After having their noses in front by the end of the second day of the first Test, India went through a horror phase in the opening session on Day 3, when they were dismissed for just 36 — their lowest ever Test total.
That set Australia a mere 90-run target to win, which they did with ease for an eight-wicket victory.
“What can I say that hasn’t been said of India’s meltdown in Adelaide? Watching the wickets tumble was surreal, each dismissal an action replay of the previous one. But we must not forget that as disappointing as it is for us to watch what unfolded, the players and the entire squad must be hurting badly,” Laxman wrote in his column for The Times of India on Wednesday.
On their 2018-19 tour Down Under, India had created history with its maiden Test series win on Australian soil. But the current series opened on a disastrous note. However, Laxman wrote it should not be forgotten that India were in the ascendancy for most of the six sessions in the game before the batsmen lost the plot in the second innings.
“This freak occurrence should not define these players, who have played and performed enough times in all parts of the world. I am not saying dismiss what happened, but it’s imperative to put it in perspective. India had scrapped for six sessions to get their noses in front, only for a crazy 70-minute passage to undo the good work,” the former Test specialist wrote.
Australia pacer Josh Hazlewood took a five-for, while his fellow fast bowler Pat Cummins took four wickets as the hosts decimated India, taking eight wickets for 27 runs.
Laxman, though, stressed on the fact that there is a lot to play for with three Tests left to play in the four-match series.
“Only a quarter of the Test series is over. With three matches to go, there is all to play for. Speaking from experience, the team might feel like it’s carrying the weight on its shoulders, but it’s darkest before dawn. This is a true test of the team’s character and mettle, more so with the captain and Mohammed Shami unavailable from here on,” he said.
Skipper Virat Kohli has returned home for the birth of his child, while paceman Shami has been ruled out after being hit on the hand to retire hurt (out) as the last man in India’s historic low of 36.
Laxman said the absence of two key players should be looked at as an opportunity for the others to step up.
“There is a great chance for new heroes to emerge, for men to put their hand up and rise to the occasion. It’s time to put Adelaide behind and target a fresh beginning,” Laxman further wrote.
He, however, did also point out the fact that the team needs to learn from Adelaide and not slip once they have played themselves into an advantageous position.
“That said, 36 all out doesn’t mask old failings that continue to haunt the side. India should have posted at least 300 in the first innings, given they had reached 188 before the mix-up between Virat Kohli and Ajinkya Rahane. Not for the first time in recent memory, the lower order failed to contribute anything of note overseas, and again, history repeated itself when Australia were allowed to escape from a tight corner with the bat – after all, they were struggling at 111 for seven – and get to within 53 runs of India’s tally,” he mentioned.

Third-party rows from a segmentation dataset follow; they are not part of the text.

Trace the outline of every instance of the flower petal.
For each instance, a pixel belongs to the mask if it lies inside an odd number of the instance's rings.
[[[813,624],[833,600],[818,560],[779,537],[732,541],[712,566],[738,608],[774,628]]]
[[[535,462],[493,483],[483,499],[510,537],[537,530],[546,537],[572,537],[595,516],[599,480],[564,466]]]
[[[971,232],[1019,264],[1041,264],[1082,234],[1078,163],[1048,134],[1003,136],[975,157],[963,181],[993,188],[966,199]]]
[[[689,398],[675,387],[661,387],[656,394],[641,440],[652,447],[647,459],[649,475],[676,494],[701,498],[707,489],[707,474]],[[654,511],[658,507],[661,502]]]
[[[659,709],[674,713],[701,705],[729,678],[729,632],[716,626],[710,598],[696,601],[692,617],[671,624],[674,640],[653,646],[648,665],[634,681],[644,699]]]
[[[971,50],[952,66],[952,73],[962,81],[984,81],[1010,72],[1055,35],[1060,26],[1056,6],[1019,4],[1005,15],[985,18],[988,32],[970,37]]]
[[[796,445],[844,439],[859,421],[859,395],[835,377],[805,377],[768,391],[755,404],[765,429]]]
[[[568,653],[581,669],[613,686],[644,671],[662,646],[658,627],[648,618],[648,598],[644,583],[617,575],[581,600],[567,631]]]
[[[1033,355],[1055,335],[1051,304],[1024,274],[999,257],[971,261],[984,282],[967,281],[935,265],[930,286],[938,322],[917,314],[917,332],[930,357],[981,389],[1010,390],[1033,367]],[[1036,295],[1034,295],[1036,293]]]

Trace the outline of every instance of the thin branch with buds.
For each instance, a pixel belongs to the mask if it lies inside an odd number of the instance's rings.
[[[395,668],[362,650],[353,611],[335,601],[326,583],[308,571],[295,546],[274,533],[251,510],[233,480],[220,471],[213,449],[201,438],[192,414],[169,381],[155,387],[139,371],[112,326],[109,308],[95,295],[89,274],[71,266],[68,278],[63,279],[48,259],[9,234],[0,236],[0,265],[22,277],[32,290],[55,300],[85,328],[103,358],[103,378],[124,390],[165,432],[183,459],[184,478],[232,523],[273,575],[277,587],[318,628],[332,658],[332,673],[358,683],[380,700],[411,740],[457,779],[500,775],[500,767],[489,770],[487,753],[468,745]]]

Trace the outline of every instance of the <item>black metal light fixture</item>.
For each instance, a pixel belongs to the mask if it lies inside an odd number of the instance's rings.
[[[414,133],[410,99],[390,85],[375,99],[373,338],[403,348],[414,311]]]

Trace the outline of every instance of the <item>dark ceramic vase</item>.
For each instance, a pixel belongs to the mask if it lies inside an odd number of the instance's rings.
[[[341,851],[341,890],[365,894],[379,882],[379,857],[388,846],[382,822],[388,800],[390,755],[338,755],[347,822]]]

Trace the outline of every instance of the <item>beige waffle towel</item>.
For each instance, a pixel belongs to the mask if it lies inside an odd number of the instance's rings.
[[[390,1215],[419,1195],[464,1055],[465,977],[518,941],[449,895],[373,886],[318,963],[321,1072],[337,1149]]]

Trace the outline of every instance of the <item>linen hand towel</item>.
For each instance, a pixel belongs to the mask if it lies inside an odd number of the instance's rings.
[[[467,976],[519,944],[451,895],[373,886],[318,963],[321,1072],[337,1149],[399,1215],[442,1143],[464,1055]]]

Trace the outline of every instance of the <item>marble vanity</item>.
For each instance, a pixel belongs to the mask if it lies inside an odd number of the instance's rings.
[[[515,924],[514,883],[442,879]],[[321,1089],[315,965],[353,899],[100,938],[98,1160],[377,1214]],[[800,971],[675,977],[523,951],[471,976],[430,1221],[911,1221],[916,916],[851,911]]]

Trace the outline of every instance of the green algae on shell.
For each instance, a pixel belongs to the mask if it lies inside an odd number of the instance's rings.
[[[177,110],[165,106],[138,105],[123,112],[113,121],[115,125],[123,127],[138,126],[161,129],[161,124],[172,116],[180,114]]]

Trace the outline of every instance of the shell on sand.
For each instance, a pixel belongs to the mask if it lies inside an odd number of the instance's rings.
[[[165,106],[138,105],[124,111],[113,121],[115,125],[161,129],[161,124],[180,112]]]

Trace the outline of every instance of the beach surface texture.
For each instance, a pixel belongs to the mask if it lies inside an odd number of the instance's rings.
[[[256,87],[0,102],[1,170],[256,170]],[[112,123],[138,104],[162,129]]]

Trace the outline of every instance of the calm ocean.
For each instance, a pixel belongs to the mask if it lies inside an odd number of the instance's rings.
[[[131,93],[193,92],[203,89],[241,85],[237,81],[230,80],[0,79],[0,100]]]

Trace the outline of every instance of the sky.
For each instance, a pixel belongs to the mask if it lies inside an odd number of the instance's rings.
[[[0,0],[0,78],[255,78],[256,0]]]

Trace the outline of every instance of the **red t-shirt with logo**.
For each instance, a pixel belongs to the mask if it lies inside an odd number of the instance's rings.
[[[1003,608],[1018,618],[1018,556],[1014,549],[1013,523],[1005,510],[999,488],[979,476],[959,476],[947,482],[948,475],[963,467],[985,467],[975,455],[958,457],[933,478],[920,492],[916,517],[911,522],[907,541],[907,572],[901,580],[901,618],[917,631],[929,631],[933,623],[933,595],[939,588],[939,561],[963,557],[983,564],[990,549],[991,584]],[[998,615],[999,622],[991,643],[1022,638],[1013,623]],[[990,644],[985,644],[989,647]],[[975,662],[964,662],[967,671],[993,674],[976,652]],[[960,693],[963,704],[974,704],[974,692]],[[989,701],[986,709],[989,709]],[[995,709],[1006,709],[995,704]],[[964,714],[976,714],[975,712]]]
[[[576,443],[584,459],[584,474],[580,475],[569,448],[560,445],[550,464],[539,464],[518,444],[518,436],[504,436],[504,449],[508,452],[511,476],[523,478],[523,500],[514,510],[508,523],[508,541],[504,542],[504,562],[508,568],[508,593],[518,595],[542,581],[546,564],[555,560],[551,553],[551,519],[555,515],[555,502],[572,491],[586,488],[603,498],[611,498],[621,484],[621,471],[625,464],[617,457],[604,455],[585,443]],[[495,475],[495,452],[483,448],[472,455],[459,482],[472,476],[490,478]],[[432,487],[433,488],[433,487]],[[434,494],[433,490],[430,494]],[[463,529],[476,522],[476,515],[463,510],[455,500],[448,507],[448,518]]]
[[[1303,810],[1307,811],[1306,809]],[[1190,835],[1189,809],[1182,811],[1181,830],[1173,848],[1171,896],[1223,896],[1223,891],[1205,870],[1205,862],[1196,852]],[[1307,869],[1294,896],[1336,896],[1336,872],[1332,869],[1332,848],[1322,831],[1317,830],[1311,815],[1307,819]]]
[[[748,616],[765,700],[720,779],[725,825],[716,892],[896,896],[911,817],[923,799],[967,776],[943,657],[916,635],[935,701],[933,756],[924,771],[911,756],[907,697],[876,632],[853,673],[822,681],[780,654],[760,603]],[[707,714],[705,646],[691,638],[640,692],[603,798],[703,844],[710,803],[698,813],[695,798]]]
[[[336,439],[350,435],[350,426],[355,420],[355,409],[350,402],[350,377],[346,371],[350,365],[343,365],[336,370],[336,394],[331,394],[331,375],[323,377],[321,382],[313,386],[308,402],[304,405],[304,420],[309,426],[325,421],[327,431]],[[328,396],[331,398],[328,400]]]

Indian fielding also had nothing much to write home about, with catches being dropped regularly.
“Worse still, five catches were put down, which is a definite no-no, especially against a team of Australia’s caliber. India’s catching form has been very poor from the start of the tour. The lack of improvement is disappointing because this is a skill that can be honed through sustained practice,” said Laxman, who was an accomplished slip fielder during his time.
To conclude with a note on bowling, Laxman wrote: “The pacers were all outstanding, but particularly noteworthy were the efforts of Umesh Yadav and offie (Ravichandran) Ashwin.”
The second Test begins in Melbourne from December 26.